In all PV designs, the highest electrical energy production during the year was determined in March. The daily distribution of electrical energy production values of all PV systems in March are shown in Figure 12. In addition, the graphs show the hourly electrical energy consumption profile of the hospital for an average day of 2019.
As seen in Figure 12, when the system capacity is 25 MW, the maximum electricity generation is approximately 20 MWh. The energy generation capacity of the PV system with 25 MW is below the hourly electricity requirement of the hospital. On the contrary, as it is seen in Figure 12 when the system capacity is 35 MW, the maximum electricity generation is approximately 27 MWh. The PV system produces the electrical energy needs of the hospital between 12:00 and 14:00 h. The PV system of 45 MW capacity can meet the electrical energy requirement of the hospital between 10:00 and 16:00 h, and some extra energy is produced.
Figure 13 shows the ratio of meeting the hourly electricity requirement of the hospital with energy generated from the PV system by all months.
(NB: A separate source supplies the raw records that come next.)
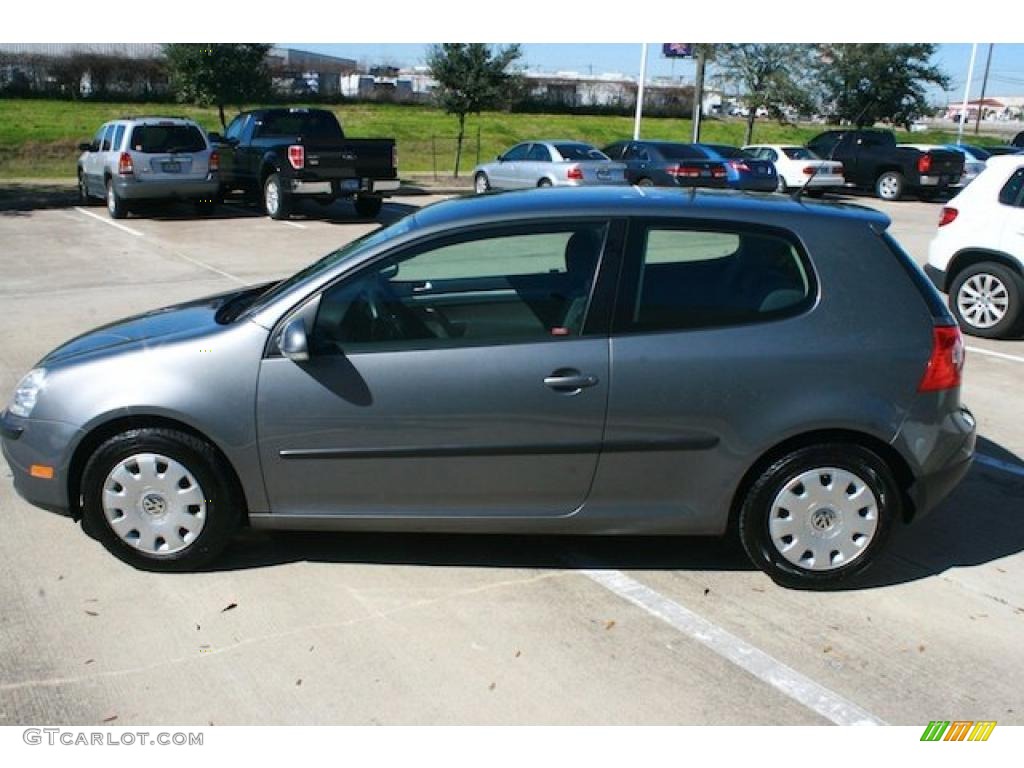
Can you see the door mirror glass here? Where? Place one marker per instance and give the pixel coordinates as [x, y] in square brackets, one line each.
[294, 344]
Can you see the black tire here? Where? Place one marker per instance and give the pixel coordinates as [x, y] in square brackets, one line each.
[756, 513]
[223, 500]
[889, 185]
[276, 202]
[1012, 289]
[116, 205]
[369, 206]
[84, 199]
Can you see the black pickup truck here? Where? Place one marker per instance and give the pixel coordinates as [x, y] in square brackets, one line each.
[286, 154]
[872, 161]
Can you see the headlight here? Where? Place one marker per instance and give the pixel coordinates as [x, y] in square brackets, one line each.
[27, 392]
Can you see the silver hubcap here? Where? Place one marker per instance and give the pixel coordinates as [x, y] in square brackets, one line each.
[154, 503]
[823, 518]
[272, 198]
[983, 300]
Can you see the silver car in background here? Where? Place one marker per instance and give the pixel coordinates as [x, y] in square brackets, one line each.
[554, 163]
[151, 158]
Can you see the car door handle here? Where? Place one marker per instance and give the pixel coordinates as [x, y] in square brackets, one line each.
[569, 381]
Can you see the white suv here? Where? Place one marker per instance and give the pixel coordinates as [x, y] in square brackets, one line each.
[977, 256]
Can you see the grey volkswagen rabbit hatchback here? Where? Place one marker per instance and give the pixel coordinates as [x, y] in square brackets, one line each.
[614, 360]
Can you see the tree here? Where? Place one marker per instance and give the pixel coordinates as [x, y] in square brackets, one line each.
[219, 73]
[774, 77]
[471, 77]
[866, 83]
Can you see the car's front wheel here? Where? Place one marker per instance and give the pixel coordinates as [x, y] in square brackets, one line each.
[116, 205]
[276, 202]
[819, 514]
[160, 499]
[986, 299]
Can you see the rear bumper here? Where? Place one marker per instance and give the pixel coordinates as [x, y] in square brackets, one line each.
[949, 461]
[132, 188]
[938, 276]
[28, 442]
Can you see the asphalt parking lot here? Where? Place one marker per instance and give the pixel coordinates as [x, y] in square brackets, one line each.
[400, 629]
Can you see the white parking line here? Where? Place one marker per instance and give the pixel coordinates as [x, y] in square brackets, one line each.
[122, 227]
[1003, 355]
[988, 461]
[781, 677]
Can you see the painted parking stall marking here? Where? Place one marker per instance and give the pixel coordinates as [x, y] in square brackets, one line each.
[115, 224]
[762, 666]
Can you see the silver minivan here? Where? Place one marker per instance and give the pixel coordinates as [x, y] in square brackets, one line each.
[155, 158]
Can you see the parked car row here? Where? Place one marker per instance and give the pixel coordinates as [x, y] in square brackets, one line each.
[276, 157]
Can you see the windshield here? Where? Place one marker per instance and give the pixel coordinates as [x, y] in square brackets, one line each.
[159, 138]
[580, 152]
[800, 153]
[356, 247]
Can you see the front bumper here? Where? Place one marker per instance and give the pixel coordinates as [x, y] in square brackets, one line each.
[29, 442]
[132, 188]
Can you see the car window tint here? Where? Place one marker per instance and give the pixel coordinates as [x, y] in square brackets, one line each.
[1010, 195]
[700, 279]
[108, 136]
[487, 290]
[517, 153]
[539, 154]
[159, 138]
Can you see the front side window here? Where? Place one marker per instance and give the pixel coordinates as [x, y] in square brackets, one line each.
[692, 279]
[482, 289]
[1010, 195]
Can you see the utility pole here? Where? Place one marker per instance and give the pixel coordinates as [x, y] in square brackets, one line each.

This ratio is called the self-sufficiency value of the PV system. For example, if the self-sufficiency ratio (SSR) is 30%, it means that 30% of the electrical energy requirement is produced from the PV system. On the other hand, self-consumption indicates that the entirety of the energy produced from the PV system is consumed instantly. This system does not have any storage units and are not fed to the local electricity grid. As it is seen in Figure 13, the self-sufficiency profile is similar in all capacities. Among the distribution of SSR data by month, the lowest performance was observed in February, but the highest performance was observed in May.
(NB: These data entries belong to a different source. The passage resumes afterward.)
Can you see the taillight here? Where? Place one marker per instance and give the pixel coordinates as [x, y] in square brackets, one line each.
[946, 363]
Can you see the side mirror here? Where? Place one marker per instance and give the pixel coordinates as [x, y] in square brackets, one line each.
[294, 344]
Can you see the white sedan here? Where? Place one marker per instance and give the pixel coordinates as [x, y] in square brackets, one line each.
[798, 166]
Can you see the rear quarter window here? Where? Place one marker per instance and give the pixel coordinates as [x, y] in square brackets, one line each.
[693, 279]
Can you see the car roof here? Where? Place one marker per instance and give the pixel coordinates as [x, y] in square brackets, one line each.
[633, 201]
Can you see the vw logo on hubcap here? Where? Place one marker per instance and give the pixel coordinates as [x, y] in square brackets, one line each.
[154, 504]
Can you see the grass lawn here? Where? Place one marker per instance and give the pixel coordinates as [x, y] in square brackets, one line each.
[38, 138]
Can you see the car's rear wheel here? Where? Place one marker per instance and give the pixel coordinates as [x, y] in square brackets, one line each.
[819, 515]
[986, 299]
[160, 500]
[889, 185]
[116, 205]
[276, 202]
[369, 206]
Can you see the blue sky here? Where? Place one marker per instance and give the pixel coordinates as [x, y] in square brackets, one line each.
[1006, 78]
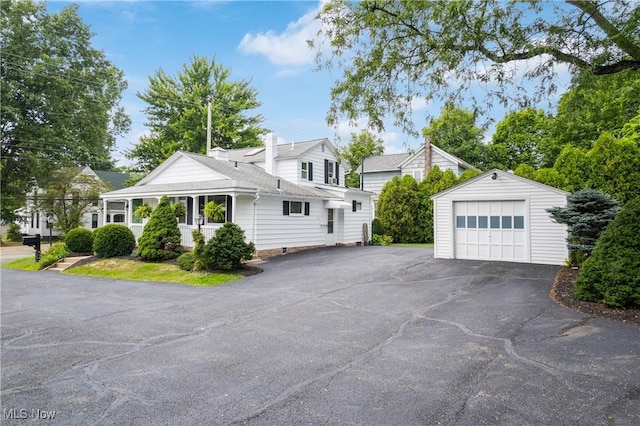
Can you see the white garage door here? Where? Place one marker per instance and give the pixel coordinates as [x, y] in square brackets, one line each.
[491, 230]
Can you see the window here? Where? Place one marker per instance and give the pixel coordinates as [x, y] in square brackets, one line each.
[306, 171]
[295, 208]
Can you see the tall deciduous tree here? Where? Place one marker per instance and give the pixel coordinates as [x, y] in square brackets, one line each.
[177, 113]
[456, 132]
[362, 145]
[59, 101]
[391, 52]
[520, 138]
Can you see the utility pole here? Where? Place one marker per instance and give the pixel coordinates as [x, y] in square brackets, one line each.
[208, 125]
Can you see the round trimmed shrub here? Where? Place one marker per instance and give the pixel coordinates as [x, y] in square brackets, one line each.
[186, 261]
[79, 240]
[227, 250]
[612, 274]
[113, 240]
[160, 239]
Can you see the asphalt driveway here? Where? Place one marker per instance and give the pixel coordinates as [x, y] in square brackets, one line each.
[360, 335]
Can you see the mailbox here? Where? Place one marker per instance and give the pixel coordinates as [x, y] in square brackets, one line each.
[33, 241]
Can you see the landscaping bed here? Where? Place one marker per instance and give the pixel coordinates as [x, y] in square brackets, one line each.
[562, 293]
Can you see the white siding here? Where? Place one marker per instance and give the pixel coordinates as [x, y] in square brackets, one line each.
[185, 170]
[374, 182]
[275, 230]
[547, 243]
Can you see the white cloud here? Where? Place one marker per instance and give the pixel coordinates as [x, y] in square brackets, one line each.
[287, 48]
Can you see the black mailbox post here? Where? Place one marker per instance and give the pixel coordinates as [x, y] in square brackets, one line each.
[33, 241]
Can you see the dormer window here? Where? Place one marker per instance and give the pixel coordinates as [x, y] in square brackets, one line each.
[306, 171]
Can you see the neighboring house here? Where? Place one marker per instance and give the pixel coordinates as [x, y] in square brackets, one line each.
[285, 197]
[34, 221]
[499, 216]
[380, 169]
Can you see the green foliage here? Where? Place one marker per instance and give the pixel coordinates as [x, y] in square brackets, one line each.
[177, 112]
[69, 196]
[161, 236]
[59, 98]
[186, 261]
[214, 211]
[612, 274]
[79, 240]
[144, 211]
[113, 240]
[520, 138]
[227, 250]
[13, 233]
[389, 54]
[377, 227]
[456, 132]
[587, 214]
[397, 207]
[381, 240]
[362, 145]
[52, 255]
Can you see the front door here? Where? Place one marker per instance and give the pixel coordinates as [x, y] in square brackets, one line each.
[331, 236]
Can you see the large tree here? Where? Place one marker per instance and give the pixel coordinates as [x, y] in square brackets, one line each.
[59, 100]
[177, 113]
[393, 51]
[456, 132]
[362, 145]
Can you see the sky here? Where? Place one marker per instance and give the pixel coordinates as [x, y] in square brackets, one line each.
[264, 42]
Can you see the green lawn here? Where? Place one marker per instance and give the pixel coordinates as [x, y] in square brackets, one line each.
[412, 245]
[127, 269]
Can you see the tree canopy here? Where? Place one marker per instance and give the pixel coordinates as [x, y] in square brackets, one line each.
[391, 52]
[60, 98]
[177, 113]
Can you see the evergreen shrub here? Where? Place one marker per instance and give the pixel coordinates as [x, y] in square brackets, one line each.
[113, 240]
[160, 239]
[612, 274]
[79, 240]
[227, 250]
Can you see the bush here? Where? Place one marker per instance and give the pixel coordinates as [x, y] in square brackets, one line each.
[227, 250]
[381, 240]
[79, 240]
[53, 254]
[113, 240]
[161, 236]
[13, 233]
[612, 274]
[377, 227]
[186, 261]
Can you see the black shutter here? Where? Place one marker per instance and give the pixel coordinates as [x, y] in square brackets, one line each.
[326, 171]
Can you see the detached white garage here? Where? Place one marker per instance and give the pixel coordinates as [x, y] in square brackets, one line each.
[499, 216]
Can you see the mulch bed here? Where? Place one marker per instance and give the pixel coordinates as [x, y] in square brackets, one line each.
[562, 293]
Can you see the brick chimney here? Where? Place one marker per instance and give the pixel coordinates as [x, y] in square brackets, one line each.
[427, 155]
[270, 153]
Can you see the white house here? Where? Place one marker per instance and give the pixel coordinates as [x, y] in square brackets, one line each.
[376, 171]
[285, 197]
[34, 221]
[499, 216]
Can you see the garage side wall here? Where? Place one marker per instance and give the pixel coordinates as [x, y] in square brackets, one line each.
[546, 240]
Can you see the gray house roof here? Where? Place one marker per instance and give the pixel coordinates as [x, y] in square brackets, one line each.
[384, 163]
[244, 176]
[293, 150]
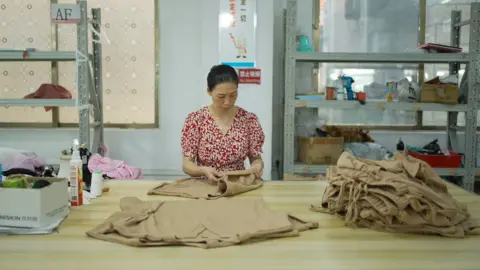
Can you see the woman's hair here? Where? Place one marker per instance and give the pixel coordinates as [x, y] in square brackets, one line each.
[221, 74]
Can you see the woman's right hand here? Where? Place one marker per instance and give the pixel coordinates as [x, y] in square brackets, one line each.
[211, 173]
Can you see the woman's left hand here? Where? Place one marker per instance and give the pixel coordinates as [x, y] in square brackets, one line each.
[257, 169]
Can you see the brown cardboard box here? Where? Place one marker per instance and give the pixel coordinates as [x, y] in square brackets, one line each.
[315, 150]
[439, 93]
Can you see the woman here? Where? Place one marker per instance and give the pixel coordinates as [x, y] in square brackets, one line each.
[220, 137]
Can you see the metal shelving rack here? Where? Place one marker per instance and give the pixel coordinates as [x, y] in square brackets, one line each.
[472, 59]
[89, 85]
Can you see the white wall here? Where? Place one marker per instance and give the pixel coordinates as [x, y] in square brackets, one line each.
[188, 48]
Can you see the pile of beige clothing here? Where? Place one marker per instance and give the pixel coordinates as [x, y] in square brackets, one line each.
[198, 223]
[208, 220]
[400, 195]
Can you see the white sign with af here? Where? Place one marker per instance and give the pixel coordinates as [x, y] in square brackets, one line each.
[65, 13]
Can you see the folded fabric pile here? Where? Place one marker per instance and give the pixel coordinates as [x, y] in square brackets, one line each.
[402, 195]
[232, 183]
[197, 223]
Table 1 presents the self-sufficiency ratio of PV systems for monthly and yearly periods. The highest performance was observed in May and this ratio was 31% for PV25, 37% for PV30, 43% for PV35, 50% for PV40, 56% for PV45, 62% for PV50, 93% for PV75 and 124% for PV100. According to the annual simulation results given in Table 1, the self-sufficiency ratio of the PV system for the KAU hospital is found as 24% for PV25, 29% for PV30, 34% for PV35, 39% for PV40, 44% for PV45, 48% for PV50, 73% for PV75 and 97% for PV100.
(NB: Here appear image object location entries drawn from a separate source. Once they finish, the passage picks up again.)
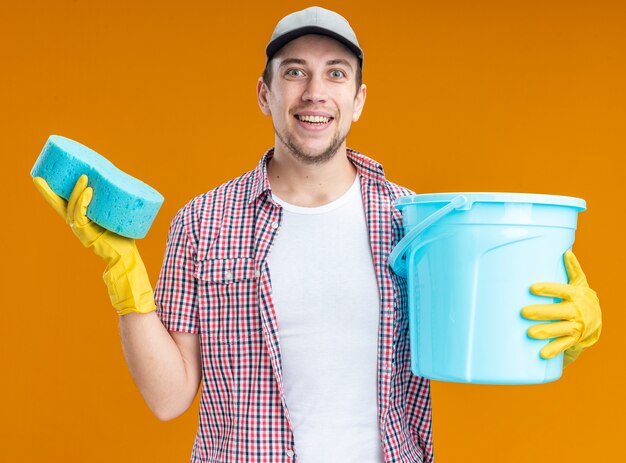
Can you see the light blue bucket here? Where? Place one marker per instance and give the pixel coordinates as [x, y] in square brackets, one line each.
[470, 259]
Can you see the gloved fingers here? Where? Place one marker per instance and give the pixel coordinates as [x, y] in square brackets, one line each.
[80, 211]
[555, 330]
[557, 346]
[80, 186]
[560, 290]
[57, 203]
[575, 272]
[560, 311]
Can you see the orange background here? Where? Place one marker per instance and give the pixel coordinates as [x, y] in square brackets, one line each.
[522, 96]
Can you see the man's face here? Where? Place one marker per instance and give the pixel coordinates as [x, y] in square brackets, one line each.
[312, 97]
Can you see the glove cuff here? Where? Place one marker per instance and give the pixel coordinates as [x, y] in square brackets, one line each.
[129, 285]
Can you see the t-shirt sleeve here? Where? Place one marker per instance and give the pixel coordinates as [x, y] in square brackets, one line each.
[176, 290]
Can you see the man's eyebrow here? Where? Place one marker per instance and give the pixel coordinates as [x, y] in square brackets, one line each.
[345, 62]
[332, 62]
[289, 61]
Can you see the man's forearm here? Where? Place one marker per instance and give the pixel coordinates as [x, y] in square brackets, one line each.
[165, 367]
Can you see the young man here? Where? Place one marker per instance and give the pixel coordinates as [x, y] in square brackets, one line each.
[275, 292]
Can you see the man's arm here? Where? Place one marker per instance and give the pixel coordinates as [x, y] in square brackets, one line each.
[165, 365]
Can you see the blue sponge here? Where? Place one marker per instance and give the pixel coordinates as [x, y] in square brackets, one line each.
[120, 203]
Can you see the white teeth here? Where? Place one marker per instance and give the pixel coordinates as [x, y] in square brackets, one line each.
[314, 119]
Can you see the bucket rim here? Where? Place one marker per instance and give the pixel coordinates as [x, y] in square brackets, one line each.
[494, 197]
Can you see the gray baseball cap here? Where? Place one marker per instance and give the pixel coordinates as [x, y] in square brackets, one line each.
[313, 20]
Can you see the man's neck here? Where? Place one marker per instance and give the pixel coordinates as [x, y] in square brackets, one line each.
[310, 185]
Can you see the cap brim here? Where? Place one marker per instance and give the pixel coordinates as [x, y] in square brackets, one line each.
[281, 41]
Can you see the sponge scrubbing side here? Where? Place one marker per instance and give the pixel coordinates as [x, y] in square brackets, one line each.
[121, 203]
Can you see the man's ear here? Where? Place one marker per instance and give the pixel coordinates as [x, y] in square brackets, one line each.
[359, 102]
[262, 93]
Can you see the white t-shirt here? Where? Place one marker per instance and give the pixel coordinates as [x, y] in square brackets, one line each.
[327, 306]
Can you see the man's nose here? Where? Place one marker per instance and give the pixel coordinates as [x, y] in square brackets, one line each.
[315, 90]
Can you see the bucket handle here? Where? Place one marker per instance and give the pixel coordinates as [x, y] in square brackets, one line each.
[396, 261]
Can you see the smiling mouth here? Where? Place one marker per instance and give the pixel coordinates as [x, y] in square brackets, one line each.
[314, 120]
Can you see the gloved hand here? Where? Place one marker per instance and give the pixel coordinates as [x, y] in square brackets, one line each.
[579, 314]
[125, 275]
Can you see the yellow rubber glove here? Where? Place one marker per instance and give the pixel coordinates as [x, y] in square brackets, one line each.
[125, 275]
[579, 314]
The annual total electricity consumption value of the KAU hospital for 2019 was 190.042.560 kWh. Figure 14 shows the annual electricity generation distribution of PV systems with different capacities for an average day.
Figure 15 presents the total annual electricity generation of the PV systems, and its comparison with the annual total electricity consumption of the KAU hospital. SSR is also given as a percentage in Figure 15. When the simulation results are analyzed, it is determined that the PV system capacity is 40 MW according to the self-consumption model for the KAU hospital. Based on this self-sufficiency model, the capacity of the PV system is considered 100 MW.

The Assessment of Solar PV Module Using RSM Approach

Figure 16a,b show the contour plots of solar PV plants under uncertain conditions. For instance, as depicted in Figure 16a, in case the wind speed is above 2 m per second, and the outdoor temperature is between 30 and 38 °C, the PV yield is 28 MWh. Similarly, Figure 16b shows the contour plots of the PV energy yield, when the wind speed is between 3 and 5.5 m per second and the radiation is above 820 W/m2. Figure 16c,d shows the three-dimensional graph called response surface plot of solar PV energy generation versus wind speed, outdoor temperature, and radiation.
The difference of response is not the same at all levels of the factors in some problems. There is an interaction between the factors. Hence, the parallel lines in Figure 17, indicate, approximately, the factors’ lack of interaction. Therefore, when Figure 17 is examined, the lines seem not to be parallel. This indicates interaction between the factors. In general, optimal solar PV generation is attained at average module surface temperature, high radiation, wind direction and wind speed level. Changing from low to high module surface temperature and outdoor temperature reduce the PV yield. Changing from intermediate to high degree module surface temperature, and outdoor temperature essentially reduces the PV generation. Figure 18 shows the individual effect of factors on the PV system. Hence, optimal PV generation levels of characteristics were determined and presented in Figure 18. Generating maximum PV of 42.27 MW is possible when the radiation level is 896.3 W/m2, the module surface temperature is 50 °C, the outdoor temperature is 40.3 °C, the wind direction is 305.6 and the wind speed is 6.7 m/s.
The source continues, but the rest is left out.